Bambini nati senza sangue, sopravvivono miracolosamente

Inserito in In evidenza, Maternità | Scritto venerdì, 26 aprile 2013 | Autore Gioela Saga | 2 Commenti

Bambini senza sangue, è possibile nascere senza sangue e si può sopravvivere?

olivia norton

Ci sono eventi che vanno senz’altro al di là di spiegazioni che possiamo darci allo stato attuale delle nostre conoscenze.

La scintilla della vita che scorre in ognuno di noi ha senz’altro una potenzialità che, in parte, ci è ancora sconosciuta. E’ anche grazie a questo attaccamento alla vita che, spesso, anche neonati che sembravano destinati a non vivere, mostrano una capacità di combattere che è davvero eccezionale ed invidiabile. Ci sono piccoli guerrieri che sono disposti a lottare al di là di ogni ragionevole speranza.

Non sono rari i casi in cui alcuni bimbi nati prematuri fanno prevalere la propria voglia di sopravvivere e di stringere la mamma. Tutto ciò, naturalmente, anche grazie agli innumerevoli progressi compiuti in campo medico neonatale.

Negli ultimi anni il numero di neonatali prematuri che sopravvivono al parto è aumentato, il progresso delle tecniche di terapia intensiva neonatale ha infatti determinato un aumento della percentuale di sopravvivenza dei nati pretermine. Ben il 40-60 % dei nati già alla 24 settimana vengono dimessi dalla terapia intensiva neonatale (TIN) e sopravvivono, percentuali impensabili qualche decennio fa.

Possiamo senz’altro affermare che l’associazione tra progressi medici, tecnologici e diagnostici, alcune metodologie naturali come la marsupio-terapia e la volontà di vivere dei piccoli fanno senz’altro un mix assolutamente vincente in un altissimo numero di casi. Da non sottovalutare, tra i tanti aspetti, anche l’istinto materno che in molti casi a fatto da campanello d’allarme per agire con prontezza.

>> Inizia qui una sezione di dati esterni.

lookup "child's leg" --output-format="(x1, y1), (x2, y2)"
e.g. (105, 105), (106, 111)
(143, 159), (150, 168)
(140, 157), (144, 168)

Le storie a lieto fine da poter raccontare sono molte e tra le tante, negli ultimi mesi, quelle di due bimbi nati con la stessa complicanza ostetrica chiamata “vasa previa”, si tratta di vasi fetali che, in modo anomalo, attraversano le membrane fetali a livello dell’orifizio uterino esterno. In prossimità del parto questi vasi possono rompersi causando un’emorragia nella circolazione fetale che comporta un rapido dissanguamento del feto.

Nel caso di Olivia Norton i medici le davano non più di due ore di vita dopo aver scoperto che la neonata aveva bassissimi livelli di emoglobina ed era affetta da una forma di anemia molto grave.

Appena nata la piccola appariva pallidissima e poco reattiva, è stata soprannominata la “bimba fantasma” o “bimba senza sangue”.

 

I medici hanno subito provveduto farle delle trasfusioni di sangue ma, con un valore di emoglobina pari a 3, quando il valore minimo è 18, la bimba rappresentava, e rappresenta tutt’ora, un caso particolarissimo e grave. Eppure ha ripreso lentamente colore, riportando i valori a livelli accettabili e compatibili con la vita.

Adesso, a distanza di mesi, Olivia si è completamente ripresa ed è una bimba sana ma il suo rimane un caso eccezionale che rappresenta, per i dottori, un vero miracolo.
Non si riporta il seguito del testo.